Crime in the far north

A few weeks ago I wrote about my holiday in the Outer Hebrides and how it was possible to find books for sale even in the humble post office. Well, in almost all these shops it was possible to find on sale copies of the Peter May crime trilogy, “The Lewis Trilogy”. I’ve just read “The Black House”, the first book in the series, and I can thoroughly recommend it.

 BlackHouse

The main subject of the book is the journey of an Edinburgh based detective Fin McCleod back to the countryside of his childhood on the Isle of Lewis and his meetings with people who many years ago had been major players in his circle of friends. There has been a murder in Edinburgh and shortly afterwards another murder on the Isle of Lewis. There are significant similarities between the two crimes and so Fin is asked to help the police on Lewis. For Fin it is a rediscovery of his childhood, the reopening of some old wounds as well as a murder investigation. His childhood sweetheart is now married to his best friend at school, but all is not well between husband and wife and their son, Fionnlagh.

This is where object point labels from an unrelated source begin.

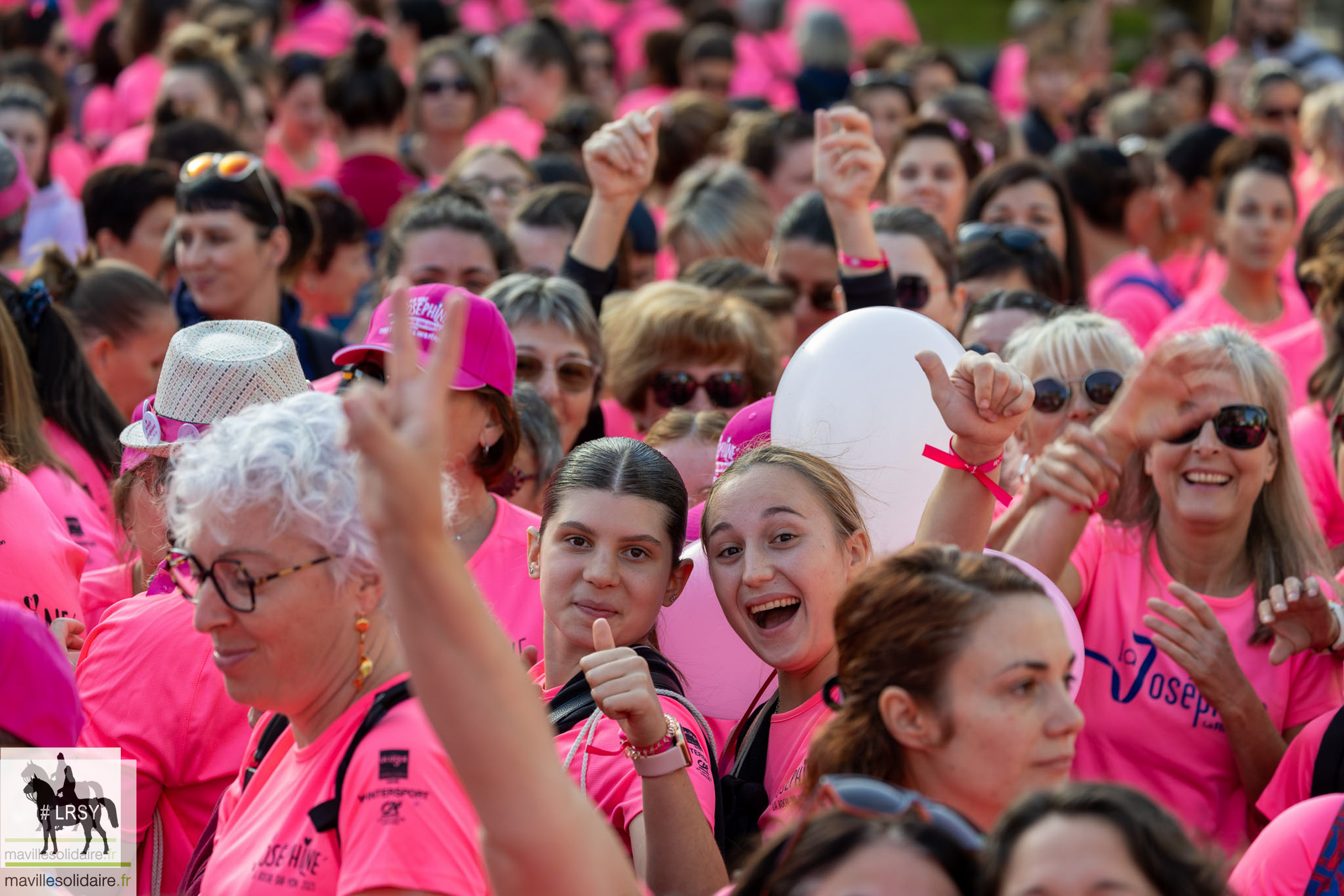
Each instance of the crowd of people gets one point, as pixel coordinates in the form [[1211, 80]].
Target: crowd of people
[[386, 457]]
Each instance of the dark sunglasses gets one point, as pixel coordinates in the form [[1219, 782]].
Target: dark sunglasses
[[460, 85], [236, 586], [573, 375], [354, 373], [233, 167], [674, 389], [1238, 426], [1021, 240], [863, 797], [1100, 386], [912, 292]]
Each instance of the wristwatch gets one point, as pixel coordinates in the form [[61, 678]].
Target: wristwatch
[[670, 754]]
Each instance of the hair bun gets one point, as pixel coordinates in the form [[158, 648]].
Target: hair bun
[[370, 50]]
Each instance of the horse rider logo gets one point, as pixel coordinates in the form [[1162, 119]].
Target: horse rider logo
[[68, 804]]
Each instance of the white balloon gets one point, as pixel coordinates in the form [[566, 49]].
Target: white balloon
[[855, 395]]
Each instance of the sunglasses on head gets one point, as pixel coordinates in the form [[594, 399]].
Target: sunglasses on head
[[460, 85], [912, 292], [572, 374], [674, 389], [1053, 394], [1021, 240], [1238, 426], [863, 797], [234, 167]]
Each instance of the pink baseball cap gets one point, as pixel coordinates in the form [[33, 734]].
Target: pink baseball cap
[[749, 429], [39, 703], [488, 355], [14, 195]]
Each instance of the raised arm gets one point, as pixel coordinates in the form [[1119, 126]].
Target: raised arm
[[620, 160], [541, 835], [983, 404]]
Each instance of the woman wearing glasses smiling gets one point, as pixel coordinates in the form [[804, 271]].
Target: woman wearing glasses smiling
[[240, 242], [674, 344], [1192, 687]]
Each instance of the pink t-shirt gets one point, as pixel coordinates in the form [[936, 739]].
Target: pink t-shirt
[[1281, 860], [1148, 726], [88, 472], [609, 778], [1300, 351], [82, 27], [1310, 432], [100, 589], [499, 569], [39, 563], [1208, 308], [1008, 84], [150, 687], [72, 163], [321, 28], [1292, 781], [509, 125], [86, 526], [1139, 307], [128, 148], [405, 821], [136, 88], [288, 171], [787, 760]]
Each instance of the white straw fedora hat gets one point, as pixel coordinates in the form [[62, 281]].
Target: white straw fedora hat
[[214, 370]]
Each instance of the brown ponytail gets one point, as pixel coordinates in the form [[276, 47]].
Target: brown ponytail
[[902, 624]]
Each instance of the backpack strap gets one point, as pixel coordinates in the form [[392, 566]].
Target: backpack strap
[[1159, 287], [269, 735], [1327, 875], [325, 815], [1328, 771]]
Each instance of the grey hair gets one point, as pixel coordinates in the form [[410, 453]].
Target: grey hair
[[1072, 340], [288, 457], [823, 41], [1265, 74], [539, 429], [1323, 120], [527, 299]]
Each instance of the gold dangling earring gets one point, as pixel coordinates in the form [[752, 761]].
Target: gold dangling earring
[[366, 665]]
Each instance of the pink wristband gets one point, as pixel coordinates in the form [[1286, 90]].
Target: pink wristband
[[862, 264]]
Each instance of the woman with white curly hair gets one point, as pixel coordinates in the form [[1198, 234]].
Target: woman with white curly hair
[[346, 787]]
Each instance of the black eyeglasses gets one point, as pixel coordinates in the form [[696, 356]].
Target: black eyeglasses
[[674, 389], [573, 375], [1238, 426], [236, 586], [863, 797], [912, 292], [461, 85], [1021, 240], [1053, 394]]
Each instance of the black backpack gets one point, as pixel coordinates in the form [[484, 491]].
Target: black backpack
[[1328, 771], [574, 703], [325, 815]]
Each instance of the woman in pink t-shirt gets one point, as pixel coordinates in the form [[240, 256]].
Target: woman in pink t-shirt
[[297, 147], [955, 671], [285, 582], [784, 538], [1257, 218], [1190, 699], [608, 557]]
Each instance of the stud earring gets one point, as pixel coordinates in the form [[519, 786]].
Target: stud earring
[[366, 665]]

Then there was the time when Fin, as a teenager, took part in the annual ‘harvest’ of seabirds (‘gugas’) on a lonely rock about 50 miles out at sea and the tragedy that occurred there. A large part of the book is taken up with the story of Fin’s childhood and schooldays, so at first the reader might wonder what relevance this has to the crime being investigated, but gradually all becomes clear. Near the end, when revelations come thick and fast , it becomes a real edge-of-the-seat thriller.

The names of many places in the book were familiar to me, having passed through or perhaps visited them, but the main focus of the story is the village of Crobost, a fictitious place comprising the real hamlets of Adabroc and Skigersta. For those unfamiliar with Gaelic pronunciation, there’s a handy list at the beginning of Gaelic words and proper names to be found in the story and how they are pronounced. There is some gritty detail in the descriptions – if you’re squeamish, then beware the lengthy description of the post mortem near the start of the book.

It’s not all “Scandi-noir”

Promotional poster

Promotional poster

Still on the subject of crime, I’m enjoying the Swedish crime series nearing the end of its run on BBC Four, called “Crimes of Passion” (“Mördaren ljuger inte ensam” in Swedish). These are quite different whodunnits, more in the tradition or style of Dorothy L Sayers or Agatha Christie, but set some time later than those novels, in the early 1960s. The episodes are all based on six of the early novels by the prolific Swedish crime novelist Maria Lang (real name Dagmar Lange, 1914-1991), written in the late 1940s and early 1950s, according to Wikipedia. They are certainly a pleasant change from the gory stuff we’ve been used to calling “Scandi-noir”. Unfortunately I’ve found it difficult to discover any copies of the Lang novels in English, but maybe you can.